I have a massive data table with dbSNP rs ids as rows and samples as columns in this kind of format
dbSNP Sample Sample Sample Sample Sample Sample
rs10000011 CC CC CC CC TC TC
rs1000002 TC TT CC TT TT TC
rs10000023 TG TG TT TG TG TG
rs1000003 AA AG AG AA AA AG
rs10000041 TT TG TT TT TG GG
rs10000046 GG GG AG GG GG GG
rs10000057 AA AG GG AA AA AA
rs10000073 TC TT TT TT TT TT
rs10000092 TC TC CC TC TT TT
There are over a 1000 samples and >547,000 loci in this table from a HGDP dataset (ftp://ftp.cephb.fr/hgdp_supp10/), and I would like to do a massive Principle Component Analysis (with samples colored based on population).

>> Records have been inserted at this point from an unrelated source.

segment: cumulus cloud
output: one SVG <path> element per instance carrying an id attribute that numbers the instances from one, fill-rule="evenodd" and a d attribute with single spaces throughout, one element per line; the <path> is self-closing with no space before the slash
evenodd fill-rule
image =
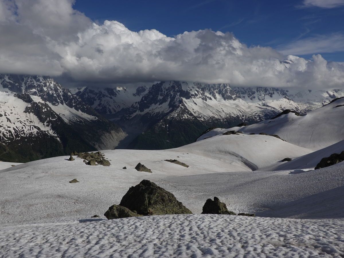
<path id="1" fill-rule="evenodd" d="M 0 73 L 58 75 L 113 83 L 178 80 L 243 86 L 332 88 L 344 85 L 344 67 L 320 55 L 312 61 L 248 47 L 232 34 L 209 30 L 168 37 L 93 22 L 72 0 L 0 0 Z M 5 34 L 4 34 L 5 33 Z M 314 49 L 315 50 L 316 49 Z M 316 53 L 315 52 L 315 53 Z"/>
<path id="2" fill-rule="evenodd" d="M 344 0 L 304 0 L 305 7 L 317 7 L 332 8 L 344 6 Z"/>

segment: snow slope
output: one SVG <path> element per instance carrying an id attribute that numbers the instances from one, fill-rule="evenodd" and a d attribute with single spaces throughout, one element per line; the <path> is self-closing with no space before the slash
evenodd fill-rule
<path id="1" fill-rule="evenodd" d="M 290 113 L 275 119 L 227 130 L 276 134 L 289 142 L 317 150 L 344 139 L 344 106 L 335 107 L 341 105 L 344 105 L 344 98 L 300 116 Z M 203 135 L 197 140 L 223 133 L 223 131 L 219 129 L 213 130 Z"/>

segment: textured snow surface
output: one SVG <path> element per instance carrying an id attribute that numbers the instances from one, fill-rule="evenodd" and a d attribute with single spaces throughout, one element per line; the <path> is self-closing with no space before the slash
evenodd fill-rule
<path id="1" fill-rule="evenodd" d="M 341 257 L 343 220 L 170 215 L 0 229 L 7 257 Z"/>

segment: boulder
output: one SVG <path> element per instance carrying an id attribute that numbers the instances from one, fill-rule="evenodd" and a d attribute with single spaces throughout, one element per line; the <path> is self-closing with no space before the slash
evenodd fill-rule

In order to do that, I need to code my genotypes first. I was wondering, how would I do this (preferably in R, as the file is probably too big for JMP Genomics)?

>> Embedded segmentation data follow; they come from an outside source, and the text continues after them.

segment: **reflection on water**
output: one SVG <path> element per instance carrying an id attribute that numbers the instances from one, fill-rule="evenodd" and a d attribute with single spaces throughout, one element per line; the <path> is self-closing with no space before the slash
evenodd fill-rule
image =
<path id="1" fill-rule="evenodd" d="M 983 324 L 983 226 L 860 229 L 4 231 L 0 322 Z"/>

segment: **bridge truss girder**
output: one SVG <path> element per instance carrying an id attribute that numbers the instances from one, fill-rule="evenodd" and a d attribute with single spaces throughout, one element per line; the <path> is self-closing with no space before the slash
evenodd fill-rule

Also, I have some spots lacking data, which are indicated by --- or 00. I am going to standardize those to NA using a find and replace script, but how do I code it so R will still be able to run the PCA. Thanks!

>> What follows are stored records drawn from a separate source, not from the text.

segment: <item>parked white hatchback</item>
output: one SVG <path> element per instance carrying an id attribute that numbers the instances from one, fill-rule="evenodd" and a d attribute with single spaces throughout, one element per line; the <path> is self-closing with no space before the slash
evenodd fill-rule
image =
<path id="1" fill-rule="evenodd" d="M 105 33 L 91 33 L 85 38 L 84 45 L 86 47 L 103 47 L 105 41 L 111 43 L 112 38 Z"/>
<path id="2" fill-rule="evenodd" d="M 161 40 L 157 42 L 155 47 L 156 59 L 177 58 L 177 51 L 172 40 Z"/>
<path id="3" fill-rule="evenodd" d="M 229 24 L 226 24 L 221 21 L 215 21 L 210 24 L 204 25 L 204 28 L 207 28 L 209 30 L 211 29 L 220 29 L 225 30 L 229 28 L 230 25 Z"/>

I am not sure if R can easily handle this big dataset either. I would suggest you to use PLINK (that directly evaluates the PCA), but I am afraid you will need to create extra files to describe your data. See: https://www.cog-genomics.org/plink2/input and here https://www.cog-genomics.org/plink2/strat#pca.
I can run R on UF's HPC cluster though. It will be able to handle it there.
Anyone have any suggestions? I tried stackoverflow, but they sent me back here.